Nachdruck aus Heft 8/1977 "Den Markt besser begreifen"

Seite 2/3

Eine Medaille mit dem Quelle: dpa

Nun haben wir ja nicht mehr Wettbewerb, sondern zum Teil Oligopole und Monopole. Würde das nicht bedeuten, dass Entflechtungsmaßnahmen eingeleitet werden müssen, damit die Marktmechanismen zum Zuge kommen?

Solange Monopole und Oligopole nur darauf beruhen, dass die Produzenten billiger produzieren können als andere, richten sie weder Schaden an noch sind sie zu verhindern. Notwendig ist allein, dass jeder Produzent, wenn er es besser kann, in den Markt eindringen kann. Das Wesentliche ist, dass die potenzielle Konkurrenz immer da ist.

Sie haben Ihrem Buch „The Constitution of Liberty“ ein Zitat vorausgeschickt: „Wir suchen nicht nach Vollkommenheit, da wir nur zu gut wissen, dass diese in menschlichen Dingen nicht zu finden ist, sondern nach jener Verfassung, die von den geringsten oder unscheinbarsten Unzulänglichkeiten begleitet ist.“ Was sind für Sie die Maßstäbe, mit denen beurteilt werden kann, was die geringste Unzulänglichkeit ist?

Das sind letztlich moralische Probleme. Grundvoraussetzung ist dabei der Glaube an die persönliche Freiheit als den höchsten Wert, dass der Einzelne seine Handlungen nach seinem eigenen Wissen und für seine eigenen Zwecke einrichten kann. Das bedeutet, dass er nur durch allgemeine Regeln in seiner Freiheit beschränkt werden sollte. Gemeint ist also eine Beschränkung der Zwangsgewalt des Staates allein auf die Durchsetzung allgemeiner, für alle gleich geltenden Regeln.

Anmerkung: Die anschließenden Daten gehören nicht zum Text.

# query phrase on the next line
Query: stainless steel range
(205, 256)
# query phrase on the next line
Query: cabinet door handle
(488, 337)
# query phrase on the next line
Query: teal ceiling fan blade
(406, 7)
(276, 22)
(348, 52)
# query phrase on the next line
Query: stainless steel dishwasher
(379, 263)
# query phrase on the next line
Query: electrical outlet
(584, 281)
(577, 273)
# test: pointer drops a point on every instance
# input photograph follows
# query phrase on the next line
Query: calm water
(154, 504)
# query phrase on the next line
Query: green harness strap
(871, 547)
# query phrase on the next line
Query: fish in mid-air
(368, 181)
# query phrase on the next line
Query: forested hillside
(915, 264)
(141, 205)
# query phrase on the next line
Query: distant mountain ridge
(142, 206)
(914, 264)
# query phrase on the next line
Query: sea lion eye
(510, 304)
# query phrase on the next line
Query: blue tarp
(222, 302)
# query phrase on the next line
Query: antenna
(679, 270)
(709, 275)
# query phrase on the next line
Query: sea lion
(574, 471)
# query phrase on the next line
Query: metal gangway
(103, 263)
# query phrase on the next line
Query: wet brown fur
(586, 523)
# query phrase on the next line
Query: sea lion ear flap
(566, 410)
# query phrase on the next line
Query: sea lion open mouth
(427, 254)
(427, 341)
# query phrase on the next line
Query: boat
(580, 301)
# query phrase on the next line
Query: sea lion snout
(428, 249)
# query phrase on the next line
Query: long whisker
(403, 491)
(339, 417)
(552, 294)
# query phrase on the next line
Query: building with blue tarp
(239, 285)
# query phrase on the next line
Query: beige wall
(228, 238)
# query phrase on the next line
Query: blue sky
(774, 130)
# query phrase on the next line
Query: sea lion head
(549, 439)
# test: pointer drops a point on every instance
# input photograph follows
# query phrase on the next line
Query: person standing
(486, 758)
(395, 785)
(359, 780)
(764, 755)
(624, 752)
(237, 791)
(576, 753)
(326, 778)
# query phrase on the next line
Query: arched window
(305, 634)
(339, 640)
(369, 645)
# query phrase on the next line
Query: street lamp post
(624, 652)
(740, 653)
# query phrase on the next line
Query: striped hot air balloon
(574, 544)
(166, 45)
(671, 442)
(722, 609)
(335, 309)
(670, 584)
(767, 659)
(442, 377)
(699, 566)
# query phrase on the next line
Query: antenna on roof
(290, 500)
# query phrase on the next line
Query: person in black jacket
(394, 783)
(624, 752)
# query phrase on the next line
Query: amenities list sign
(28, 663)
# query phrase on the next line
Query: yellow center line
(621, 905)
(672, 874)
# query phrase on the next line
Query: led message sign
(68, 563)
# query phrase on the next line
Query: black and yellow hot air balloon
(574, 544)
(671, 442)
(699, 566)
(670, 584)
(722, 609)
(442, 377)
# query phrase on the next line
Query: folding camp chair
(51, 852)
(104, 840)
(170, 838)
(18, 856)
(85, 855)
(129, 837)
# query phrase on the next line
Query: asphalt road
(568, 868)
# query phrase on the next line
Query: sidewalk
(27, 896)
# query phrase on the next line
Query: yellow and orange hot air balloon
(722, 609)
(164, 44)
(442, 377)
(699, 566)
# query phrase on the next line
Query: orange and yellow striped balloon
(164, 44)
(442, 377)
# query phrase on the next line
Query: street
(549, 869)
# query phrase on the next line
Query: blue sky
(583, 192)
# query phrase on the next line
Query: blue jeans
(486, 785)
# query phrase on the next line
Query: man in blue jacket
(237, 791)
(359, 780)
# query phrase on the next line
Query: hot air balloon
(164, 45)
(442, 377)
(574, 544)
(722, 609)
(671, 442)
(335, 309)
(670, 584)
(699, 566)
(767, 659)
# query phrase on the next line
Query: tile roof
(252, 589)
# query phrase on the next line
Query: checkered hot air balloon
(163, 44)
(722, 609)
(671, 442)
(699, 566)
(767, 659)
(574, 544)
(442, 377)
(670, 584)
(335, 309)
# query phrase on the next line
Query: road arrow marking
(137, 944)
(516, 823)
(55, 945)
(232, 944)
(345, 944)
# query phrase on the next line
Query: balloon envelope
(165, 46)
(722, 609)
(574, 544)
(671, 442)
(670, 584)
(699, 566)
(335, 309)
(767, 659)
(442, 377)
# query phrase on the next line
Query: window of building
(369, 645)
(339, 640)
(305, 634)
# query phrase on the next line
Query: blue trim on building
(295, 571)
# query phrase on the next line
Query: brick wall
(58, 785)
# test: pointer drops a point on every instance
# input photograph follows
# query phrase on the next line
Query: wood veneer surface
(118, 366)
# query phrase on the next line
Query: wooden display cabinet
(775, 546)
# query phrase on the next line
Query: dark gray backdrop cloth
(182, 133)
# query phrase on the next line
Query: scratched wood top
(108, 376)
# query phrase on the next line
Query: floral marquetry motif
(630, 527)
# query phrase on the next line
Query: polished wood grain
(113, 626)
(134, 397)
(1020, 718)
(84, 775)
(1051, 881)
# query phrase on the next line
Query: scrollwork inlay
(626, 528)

Also eine Politik des „laissez-faire“?

Nein. Denn der Staat könnte innerhalb dieser Grenzen für bestimmte öffentliche Dienstleistungen sorgen einschließlich eines sogenannten Minimalstandards, unter den niemand herabsinken darf. Das sind auch legitime Funktionen des Staates, deren Bedeutung im Laufe der Jahrzehnte klar erkannt worden sind, und sie verbieten, das, was ich vertrete, mit dem alten Schimpfwort „laissez-faire“ zu bezeichnen. Das alles heißt allerdings auch, dass es keinen Versuch des Ausgleichs der Einkommen geben kann. Denn man kann Menschen, die sehr verschieden sind, nur dadurch in die gleiche materielle Situation versetzen, indem man sie ungleich behandelt. Wir müssen nun einmal akzeptieren, dass die Menschen unvermeidlich verschieden sind. Das könnte der Staat nur ausgleichen, indem er sie verschieden behandelt. Und das halte ich für ein viel größeres Übel als gleiche Behandlung mit einem Ergebnis, das für die verschiedenen Menschen ungleich ist. Es gibt also nur die Wahl, persönliche Freiheit und Ungleichheit oder Gleichheit und persönliche Unfreiheit.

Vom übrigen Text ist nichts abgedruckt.